The differential diagnoses for a lump in the groin include:
- Low presentation of inguinal hernia
- Femoral canal lipoma
- Femoral lymph node
- Saphena varix
- Disappears when lying flat, palpable thrill when coughing, presence of varicose veins elsewhere
- Femoral artery aneurysm
- Athletic Pubalgia
- Small tear in rectus sheath through which impingement of abdominal wall musculature occurs (common in young athletes)
All patients with a reducible femoral hernia will eventually need surgical intervention (as discussed below), hence routine pre-operative investigations will be needed (e.g full blood count, baseline liver and kidney function tests).
Whilst the diagnosis is usually clinical, the gold standard is via an ultrasound scan. US scans are 96% accurate in identifying the specific type of hernia but are operator dependent.
Magnetic resonance imaging (MRI) has been shown to be more accurate than US scans in the diagnosis of inguinal hernias, yet there is currently a lack of evidence supporting its use in differentiating between the origin of groin lumps overall.
However, if there is significant doubt in the diagnosis, then the lump should be surgically explored.
All femoral hernias should be surgically managed, due to the increased risk of strangulation of the hernia (compared to inguinal hernia).

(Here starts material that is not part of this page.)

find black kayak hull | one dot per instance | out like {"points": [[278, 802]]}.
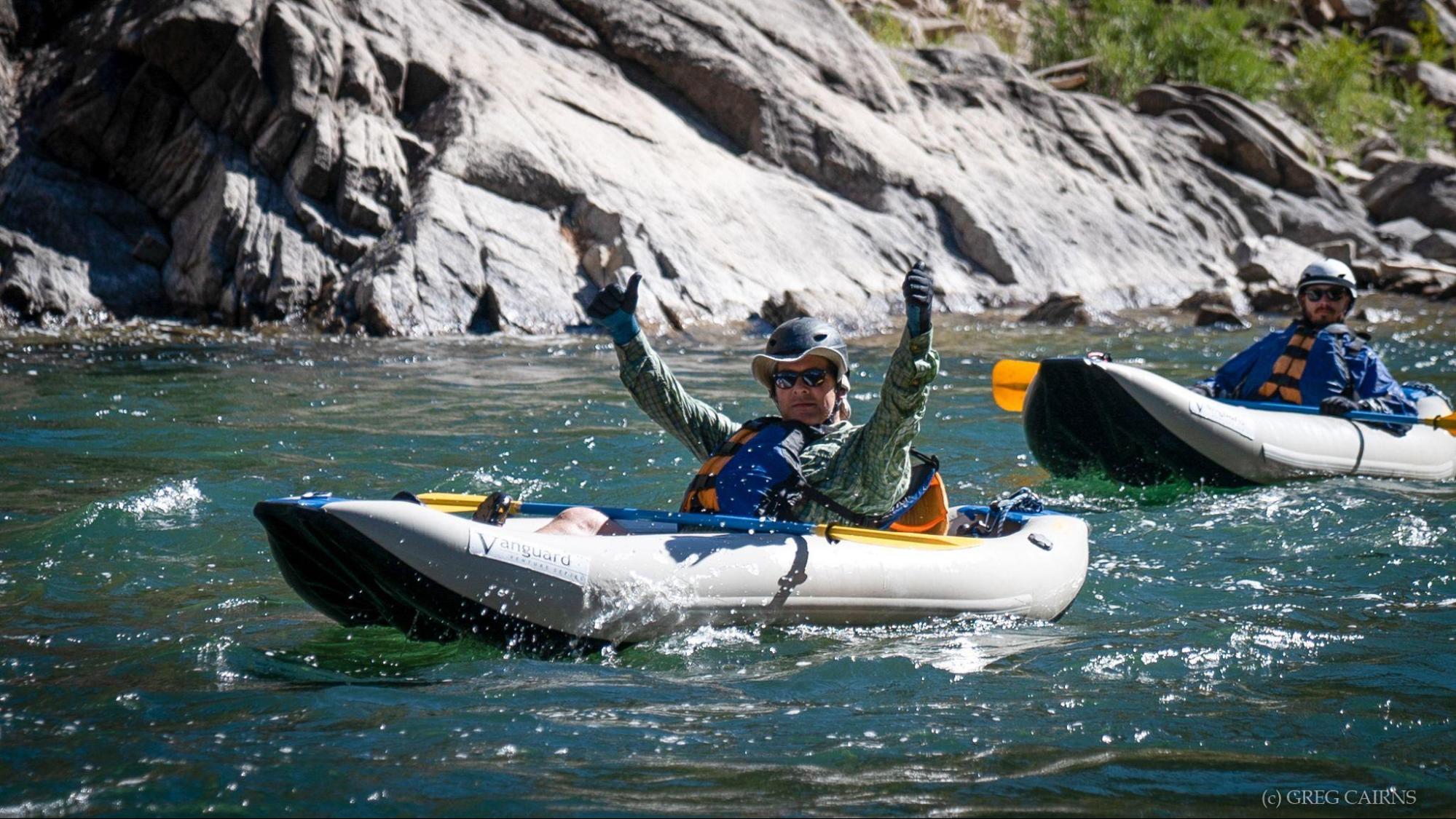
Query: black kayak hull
{"points": [[1079, 419]]}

Surgical intervention requires the reduction of the hernia and then surgical narrowing of the femoral ring with the use of interrupted sutures (extra care should be taken to avoid narrowing the femoral vein in the process)
Two different approaches can be taken with the femoral hernia surgical reduction:
- Low approach – the incision is made below the inguinal ligament, which has the advantage of not interfering with the inguinal structures but does result in limited space for the removal of any compromised small bowel.
- High approach – the incision is made above the inguinal ligament, via the posterior wall of the inguinal canal, and is the preferred technique in an emergency intervention due to the easy access to compromised small bowel. Its main limitation is the need to repair the inguinal canal on closure, thus providing an obvious new area of weakness and potential secondary herniation.
The risk of strangulation of femoral hernias increases with time following initial diagnosis; after 3 months the risk of strangulation is 22% and reaches 45% after 21 months. As with any hernia, there is also a risk of becoming irreducible or obstructed.
An acute presentation of femoral hernia carries an increased morbidity and 20 times higher mortality than elective surgery, as well as increased risk of bowel resection, wound infection, and cardiorespiratory complications.
Emergency Presentation and Management of a Hernia
The serious complications of a hernia that require urgent intervention are:
- Irreducible – the contents of the hernia are unable to return to their original cavity.
- Obstruction – the bowel lumen has become obstructed, leading to the clinical features of bowel obstruction.
- Strangulation – compression of the hernia has compromised the blood supply, leading to the bowel becoming ischaemic.
A hernia which has strangulated will present as a tender tense lump that is irreducible (for both patient and clinician). Signs and symptoms of bowel obstruction may be present (depending on the time delay to presentation).
A strangulated hernia is a surgical emergency, due to the time-dependent risk of bowel infarction. The diagnosis is typically a clinical one and requires urgent access to theatres for surgical exploration; due to the time critical nature of the condition, rarely will further imaging be requested.
The specific management for strangulated hernia will vary depending on the type of hernia involved. However, mortality is much higher in emergency cases compared to elective operations for all hernia.